For scale, you need consumers. At present, sustainable living appeals to a handful of eco-types but precious few others. Despite the survey's upbeat assessment of future consumer trends, it's forced to concede that only 2% of the public are currently "very interested" in the topic. That's hardly surprising, said Pat Dade, owner of polling firm Cultural Dynamics and an expert in consumerbehaviour . The very term 'sustainable' is arguably the "most unsexy word you can think of", he noted. Affordable, convenient, easy, fun, cool: these are the credentials on which to market sustainable lifestyles.
Essentially, companies have to go beyond the eco and ethical arguments that won over the early adopters, and instead discover the themes that chime with the masses. That requires listening to consumers, something Dade said most brands are "rubbish at". Not that listening is easy.
"People don't actually say, 'I need shoes'", he said, by way of example. "They say, 'I need something that will cover my feet or will make me look cool.'" Likewise, most consumers won't explicitly ask for a 'sustainable' product or service. The trick is realising what they are in fact asking for, and answering that demand in a sustainable form.

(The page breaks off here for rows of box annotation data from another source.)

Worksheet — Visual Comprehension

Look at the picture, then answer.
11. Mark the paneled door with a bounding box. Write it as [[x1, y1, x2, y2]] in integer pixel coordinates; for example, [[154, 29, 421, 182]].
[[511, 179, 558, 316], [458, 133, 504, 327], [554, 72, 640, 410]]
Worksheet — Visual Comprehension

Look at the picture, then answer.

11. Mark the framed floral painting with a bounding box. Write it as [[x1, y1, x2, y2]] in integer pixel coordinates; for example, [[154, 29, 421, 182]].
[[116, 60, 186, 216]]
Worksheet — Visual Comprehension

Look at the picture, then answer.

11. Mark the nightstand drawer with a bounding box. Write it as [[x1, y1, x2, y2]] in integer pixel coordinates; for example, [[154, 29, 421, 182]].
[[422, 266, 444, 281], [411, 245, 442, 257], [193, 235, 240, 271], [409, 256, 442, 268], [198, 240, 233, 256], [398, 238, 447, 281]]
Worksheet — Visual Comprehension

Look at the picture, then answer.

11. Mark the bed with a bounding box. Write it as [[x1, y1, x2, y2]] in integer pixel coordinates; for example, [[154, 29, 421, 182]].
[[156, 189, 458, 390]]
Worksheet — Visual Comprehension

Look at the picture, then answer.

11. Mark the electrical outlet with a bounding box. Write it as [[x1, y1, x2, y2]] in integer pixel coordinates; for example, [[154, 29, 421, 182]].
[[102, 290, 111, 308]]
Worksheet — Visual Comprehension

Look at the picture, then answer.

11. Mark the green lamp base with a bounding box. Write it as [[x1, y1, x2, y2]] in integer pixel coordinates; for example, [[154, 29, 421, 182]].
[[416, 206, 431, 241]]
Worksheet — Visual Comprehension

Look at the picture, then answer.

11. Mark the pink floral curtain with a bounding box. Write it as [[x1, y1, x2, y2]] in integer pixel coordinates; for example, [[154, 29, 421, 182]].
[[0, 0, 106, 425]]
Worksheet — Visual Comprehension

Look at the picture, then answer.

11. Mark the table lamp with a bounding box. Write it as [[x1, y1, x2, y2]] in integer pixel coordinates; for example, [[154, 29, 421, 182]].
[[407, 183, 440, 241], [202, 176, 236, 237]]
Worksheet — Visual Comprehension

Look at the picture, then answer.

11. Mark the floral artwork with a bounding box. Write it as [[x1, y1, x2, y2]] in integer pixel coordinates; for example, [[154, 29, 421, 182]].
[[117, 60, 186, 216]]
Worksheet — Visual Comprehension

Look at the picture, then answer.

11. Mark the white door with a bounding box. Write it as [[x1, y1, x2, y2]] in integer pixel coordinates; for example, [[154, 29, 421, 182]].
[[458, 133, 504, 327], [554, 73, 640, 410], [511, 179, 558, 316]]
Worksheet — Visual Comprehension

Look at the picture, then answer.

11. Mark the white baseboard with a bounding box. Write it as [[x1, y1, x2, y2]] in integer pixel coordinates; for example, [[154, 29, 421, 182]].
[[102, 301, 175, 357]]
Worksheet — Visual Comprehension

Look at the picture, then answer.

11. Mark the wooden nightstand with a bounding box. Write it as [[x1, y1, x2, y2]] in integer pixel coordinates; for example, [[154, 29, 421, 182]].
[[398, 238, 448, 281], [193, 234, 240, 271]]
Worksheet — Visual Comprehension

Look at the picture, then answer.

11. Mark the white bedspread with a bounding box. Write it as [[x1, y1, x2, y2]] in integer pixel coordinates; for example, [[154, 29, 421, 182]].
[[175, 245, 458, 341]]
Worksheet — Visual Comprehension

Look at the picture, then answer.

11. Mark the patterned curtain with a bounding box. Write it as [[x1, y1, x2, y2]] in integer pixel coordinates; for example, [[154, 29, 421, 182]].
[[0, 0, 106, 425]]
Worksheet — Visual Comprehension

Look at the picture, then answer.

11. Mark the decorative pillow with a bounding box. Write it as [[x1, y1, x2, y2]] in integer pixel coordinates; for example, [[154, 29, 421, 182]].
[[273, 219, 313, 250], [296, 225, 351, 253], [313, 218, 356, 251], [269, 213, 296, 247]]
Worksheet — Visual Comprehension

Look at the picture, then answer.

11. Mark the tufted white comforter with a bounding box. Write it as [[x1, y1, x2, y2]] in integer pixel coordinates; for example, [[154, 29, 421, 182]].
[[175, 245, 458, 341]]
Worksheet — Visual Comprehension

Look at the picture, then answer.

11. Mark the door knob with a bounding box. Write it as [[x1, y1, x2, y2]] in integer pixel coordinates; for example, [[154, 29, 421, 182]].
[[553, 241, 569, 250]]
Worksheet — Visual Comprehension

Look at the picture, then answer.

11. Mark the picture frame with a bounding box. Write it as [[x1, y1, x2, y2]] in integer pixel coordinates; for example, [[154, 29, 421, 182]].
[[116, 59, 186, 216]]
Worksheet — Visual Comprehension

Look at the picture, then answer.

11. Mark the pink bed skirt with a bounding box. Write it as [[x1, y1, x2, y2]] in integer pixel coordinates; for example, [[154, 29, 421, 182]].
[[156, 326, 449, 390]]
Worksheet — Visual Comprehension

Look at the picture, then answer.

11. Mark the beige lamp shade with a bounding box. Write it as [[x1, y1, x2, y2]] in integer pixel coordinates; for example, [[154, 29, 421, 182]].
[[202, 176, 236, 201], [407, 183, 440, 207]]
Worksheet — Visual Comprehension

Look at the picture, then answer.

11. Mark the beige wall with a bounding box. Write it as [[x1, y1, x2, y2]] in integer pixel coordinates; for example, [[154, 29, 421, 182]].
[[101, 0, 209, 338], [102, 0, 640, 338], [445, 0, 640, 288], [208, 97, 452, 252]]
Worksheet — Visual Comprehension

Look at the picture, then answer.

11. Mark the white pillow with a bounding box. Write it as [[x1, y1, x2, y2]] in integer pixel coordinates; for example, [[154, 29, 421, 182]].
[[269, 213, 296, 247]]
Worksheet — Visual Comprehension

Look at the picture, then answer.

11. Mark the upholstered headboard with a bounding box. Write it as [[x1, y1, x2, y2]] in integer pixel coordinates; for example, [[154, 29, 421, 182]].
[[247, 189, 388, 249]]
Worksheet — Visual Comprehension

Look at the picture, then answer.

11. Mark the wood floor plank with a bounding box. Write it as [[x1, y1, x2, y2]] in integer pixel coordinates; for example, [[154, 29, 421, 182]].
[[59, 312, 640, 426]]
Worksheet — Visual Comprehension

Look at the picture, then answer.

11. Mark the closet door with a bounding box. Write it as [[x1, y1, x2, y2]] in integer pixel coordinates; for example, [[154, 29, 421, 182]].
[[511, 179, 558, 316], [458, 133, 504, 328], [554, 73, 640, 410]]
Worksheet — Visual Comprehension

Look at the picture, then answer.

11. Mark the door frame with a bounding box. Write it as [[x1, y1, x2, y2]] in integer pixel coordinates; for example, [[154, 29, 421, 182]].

There's a final irony in this whole debate. On the one hand, the majority of consumers have made plain their disinterest in sustainability as a branding exercise. On the other, they expect big business to act. "Context and motivations differ by country (but) consumers will forever expect companies to take the lead in reducing humankind's collective impact on the natural environment", said Pippa Goodman, commercial director at the Future Foundation . It's an oddity, for sure, yet one that business leaders will hopefully persist in resolving.